O movimento nacional-populista que levou ao Brexit e a emergência de uma extrema-direita em vários países do continente, encontrou na primeira-ministra da Alemanha seu dique de contenção. Ela sempre soube ser dura quando necessário. Assim foi na crise financeira internacional de 2008, quando condicionou a ajuda financeira da União Europeia à Grécia e outros países a um duro ajuste fiscal. À época, até Barack Obama pediu que ela fosse mais flexível em relação às exigências aos gregos. Não cedeu e assim salvou a própria União Europeia e sua moeda.

Como Oto Von Bismarck, foi chamada de Chanceler de Ferro, por sua determinação. Navegou contra a maré na crise migratória da Europa em 2015, a pior desde a Segunda Guerra. Enquanto países vizinhos construíam muros para impedir a entrada de imigrantes que fugiam de guerras ou da fome, a primeira-ministra se dispôs a receber 450 mil deles, por considerar aquela como uma crise humanitária. No final de 2019 a Alemanha era o país europeu que mais abrigou refugiados: um milhão e 150 mil, metade deles vindo da Síria.

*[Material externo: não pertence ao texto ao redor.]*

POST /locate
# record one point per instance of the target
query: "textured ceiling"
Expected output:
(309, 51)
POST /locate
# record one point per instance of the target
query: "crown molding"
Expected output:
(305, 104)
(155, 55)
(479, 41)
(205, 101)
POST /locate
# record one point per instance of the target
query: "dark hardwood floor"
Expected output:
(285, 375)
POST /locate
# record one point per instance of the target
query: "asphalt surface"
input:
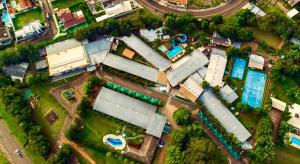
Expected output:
(9, 144)
(226, 9)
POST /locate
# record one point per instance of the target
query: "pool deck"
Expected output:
(295, 136)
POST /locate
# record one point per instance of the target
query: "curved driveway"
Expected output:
(228, 8)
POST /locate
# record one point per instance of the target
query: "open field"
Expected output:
(48, 103)
(20, 135)
(270, 38)
(287, 154)
(29, 16)
(60, 4)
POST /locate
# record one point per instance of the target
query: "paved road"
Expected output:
(228, 8)
(9, 144)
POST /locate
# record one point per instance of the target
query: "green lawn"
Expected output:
(46, 104)
(249, 120)
(20, 135)
(96, 126)
(287, 155)
(280, 87)
(3, 160)
(24, 18)
(270, 38)
(61, 4)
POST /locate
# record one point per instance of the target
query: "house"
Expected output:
(97, 50)
(66, 58)
(230, 123)
(5, 37)
(30, 31)
(278, 104)
(69, 19)
(256, 61)
(216, 68)
(192, 63)
(191, 88)
(228, 94)
(130, 110)
(146, 52)
(41, 65)
(220, 41)
(132, 67)
(295, 114)
(16, 71)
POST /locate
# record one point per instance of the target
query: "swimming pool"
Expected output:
(174, 52)
(254, 88)
(295, 140)
(238, 68)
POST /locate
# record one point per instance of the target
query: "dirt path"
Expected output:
(80, 150)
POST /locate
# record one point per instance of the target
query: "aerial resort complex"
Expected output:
(149, 81)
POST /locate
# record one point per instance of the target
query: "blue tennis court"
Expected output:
(238, 68)
(254, 88)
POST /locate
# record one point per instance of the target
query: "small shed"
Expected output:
(128, 53)
(256, 61)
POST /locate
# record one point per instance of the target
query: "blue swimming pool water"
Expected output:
(114, 142)
(295, 140)
(238, 68)
(253, 91)
(174, 52)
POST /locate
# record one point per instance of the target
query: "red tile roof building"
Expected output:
(70, 19)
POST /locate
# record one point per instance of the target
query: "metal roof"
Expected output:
(228, 94)
(131, 67)
(224, 116)
(130, 110)
(146, 52)
(196, 61)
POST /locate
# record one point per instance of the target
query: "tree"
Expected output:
(182, 116)
(82, 108)
(203, 151)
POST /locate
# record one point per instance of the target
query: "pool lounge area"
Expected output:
(114, 141)
(238, 68)
(253, 91)
(295, 140)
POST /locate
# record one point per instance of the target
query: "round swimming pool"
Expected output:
(114, 141)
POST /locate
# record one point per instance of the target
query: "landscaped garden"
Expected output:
(25, 18)
(49, 113)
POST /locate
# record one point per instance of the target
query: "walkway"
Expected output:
(226, 9)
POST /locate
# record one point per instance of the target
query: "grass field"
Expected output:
(24, 18)
(61, 4)
(20, 135)
(96, 126)
(270, 38)
(46, 104)
(3, 160)
(280, 87)
(287, 154)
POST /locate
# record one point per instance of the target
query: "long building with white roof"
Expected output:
(146, 52)
(132, 67)
(196, 61)
(130, 110)
(224, 116)
(216, 68)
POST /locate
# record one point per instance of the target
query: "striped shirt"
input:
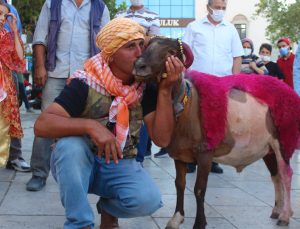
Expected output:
(146, 18)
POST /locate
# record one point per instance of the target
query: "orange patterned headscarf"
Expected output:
(117, 33)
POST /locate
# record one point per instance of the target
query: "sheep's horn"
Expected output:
(189, 57)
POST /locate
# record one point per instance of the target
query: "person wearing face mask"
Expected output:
(265, 52)
(286, 60)
(216, 46)
(296, 70)
(250, 62)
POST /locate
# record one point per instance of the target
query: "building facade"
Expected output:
(176, 14)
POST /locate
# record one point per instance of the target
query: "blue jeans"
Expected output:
(126, 190)
(144, 144)
(41, 149)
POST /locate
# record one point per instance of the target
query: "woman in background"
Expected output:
(11, 58)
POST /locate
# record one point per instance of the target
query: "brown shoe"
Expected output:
(108, 221)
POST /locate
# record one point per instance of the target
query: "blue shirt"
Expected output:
(73, 43)
(214, 47)
(19, 24)
(296, 70)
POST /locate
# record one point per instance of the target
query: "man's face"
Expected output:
(124, 58)
(265, 52)
(282, 44)
(217, 5)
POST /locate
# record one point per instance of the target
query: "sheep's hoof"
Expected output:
(282, 223)
(274, 215)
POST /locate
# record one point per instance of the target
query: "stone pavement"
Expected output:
(233, 200)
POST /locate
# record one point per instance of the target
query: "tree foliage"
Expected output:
(29, 11)
(283, 18)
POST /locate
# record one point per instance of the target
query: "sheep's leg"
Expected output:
(286, 173)
(204, 165)
(271, 163)
(180, 183)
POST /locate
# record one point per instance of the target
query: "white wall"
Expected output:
(256, 27)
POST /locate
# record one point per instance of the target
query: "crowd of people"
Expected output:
(95, 118)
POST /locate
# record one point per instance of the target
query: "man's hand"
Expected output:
(40, 76)
(174, 68)
(105, 141)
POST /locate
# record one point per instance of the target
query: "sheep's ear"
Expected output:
(189, 57)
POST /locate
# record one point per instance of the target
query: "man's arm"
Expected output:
(55, 122)
(296, 71)
(236, 67)
(161, 123)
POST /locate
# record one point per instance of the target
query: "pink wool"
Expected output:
(283, 102)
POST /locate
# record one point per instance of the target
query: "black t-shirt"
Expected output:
(274, 70)
(74, 95)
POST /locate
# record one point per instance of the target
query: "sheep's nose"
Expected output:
(142, 67)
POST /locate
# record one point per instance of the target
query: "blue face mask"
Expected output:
(284, 51)
(247, 52)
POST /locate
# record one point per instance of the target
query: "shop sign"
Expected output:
(175, 22)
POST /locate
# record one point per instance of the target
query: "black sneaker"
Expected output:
(190, 168)
(161, 152)
(18, 164)
(215, 168)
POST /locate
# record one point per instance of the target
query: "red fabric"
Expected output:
(286, 67)
(283, 103)
(9, 61)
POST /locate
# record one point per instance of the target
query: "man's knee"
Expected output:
(70, 148)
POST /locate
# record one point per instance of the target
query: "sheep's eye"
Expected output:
(172, 52)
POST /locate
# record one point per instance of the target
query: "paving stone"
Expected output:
(6, 174)
(231, 197)
(169, 202)
(216, 223)
(28, 222)
(250, 217)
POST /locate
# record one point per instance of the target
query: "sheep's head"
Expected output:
(151, 65)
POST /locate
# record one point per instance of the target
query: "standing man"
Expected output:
(296, 70)
(216, 46)
(150, 21)
(286, 60)
(66, 29)
(16, 161)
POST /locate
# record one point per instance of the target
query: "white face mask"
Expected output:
(217, 15)
(137, 2)
(265, 58)
(247, 51)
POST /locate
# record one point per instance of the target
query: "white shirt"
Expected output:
(214, 47)
(73, 43)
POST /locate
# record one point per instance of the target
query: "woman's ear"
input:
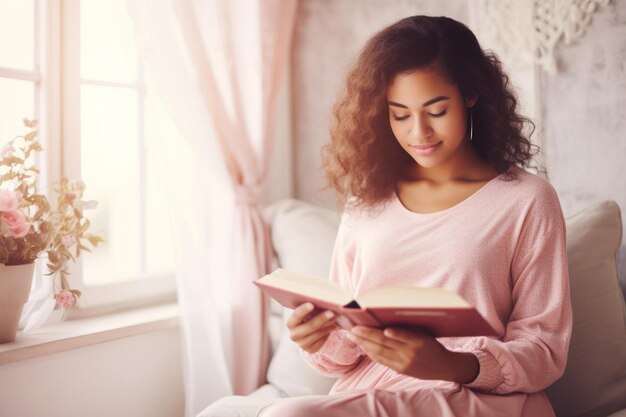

Recebeu críticas de outros países europeus e por causa disso viu emergir no seu próprio país uma extrema-direita xenófoba e com traços neonazistas, representada pela Alternativa para a Alemanha. Mas fez o certo e a história está lhe dando razão. Não há o menor perigo da extrema-direita voltar ao poder na eleição de domingo. A Alternativa para a Alemanha vem perdendo densidade eleitoral, devendo ficar em quarto ou quinto lugar na composição do Parlamento alemão.

Foi uma liderança previsível mas, em um mundo profundamente instável e em convulsão, a previsibilidade é virtude. Teve o dom da conciliação, de buscar soluções negociadas para grandes impasses. Negociou com a Inglaterra um Brexit menos traumático, com Vladimir Putin uma saída para a crise com a Ucrânia; e construiu consensos internos e na União Europeia.

Em aliança com Emmanuel Macron foi o grande freio à onda eurocética que varreu o continente, após a vitória de Trump nos Estados Unidos e do Brexit na Inglaterra. A sobrevivência da União Europeia mostrou sua importância com o advento da maior crise sanitária mundial desde 1919, quando se tornou necessária uma resposta conjunta do bloco.

Enquanto Trump pregava o negacionismo, Angela Merkel levou a pandemia a sério, manteve a população bem-informada e adotou as medidas sanitárias recomendadas por especialistas. Sua condução firme no combate à Covid 19 foi reconhecida pelos alemães, com a aprovação do seu governo chegando à casa de 80%.

A ortodoxia econômica que marcou sua atuação na crise financeira internacional de 2008 daria lugar a uma outra postura diante da necessidade da reconstrução da Europa no pós pandemia, articulando um pacote de mais de 750 bilhões de euros voltados para a ajuda aos países do bloco. O eurocentrismo sairá da pandemia fortalecido, enquanto os eurocéticos perdem terreno.

A Alemanha marcha hoje para a economia de baixo carbono, com 48% de sua energia sendo produzida de forma limpa: eólica e solar. As treze usinas nucleares que existiam foram fechadas em seu governo. E as térmicas com base no carvão vêm sendo substituídas por fontes renováveis.

Merkel é uma estadista de centro-direita, portanto conservadora, assim como era conservador outro político alemão democrata cristão que também fez história: Konrad Adenauer, o pai da reconstrução da Alemanha pós Segunda Guerra Mundial. Mas não faz dos seus valores conservadores um dogma. Surpreendeu, por exemplo, ao criar as condições para aprovar em seu país o casamento de pessoas do mesmo gênero.

Carinhosamente chamada de “mutti” (mãe) pelos alemães e de um estilo de vida simples e discreto, é um caso raro de mandatário no auge da carreira política que sai do palco para se dedicar à vida privada. Com o seu recolhimento, fecham-se as cortinas da era Merkel. Fará muita falta em mundo que ainda não exorcizou plenamente os demônios da intolerância, do racismo e da xenofobia.

Hubert Alquéres é membro da Academia Paulista de Educação, da Câmara Brasileira do Livro e do Conselho Estadual de Educação.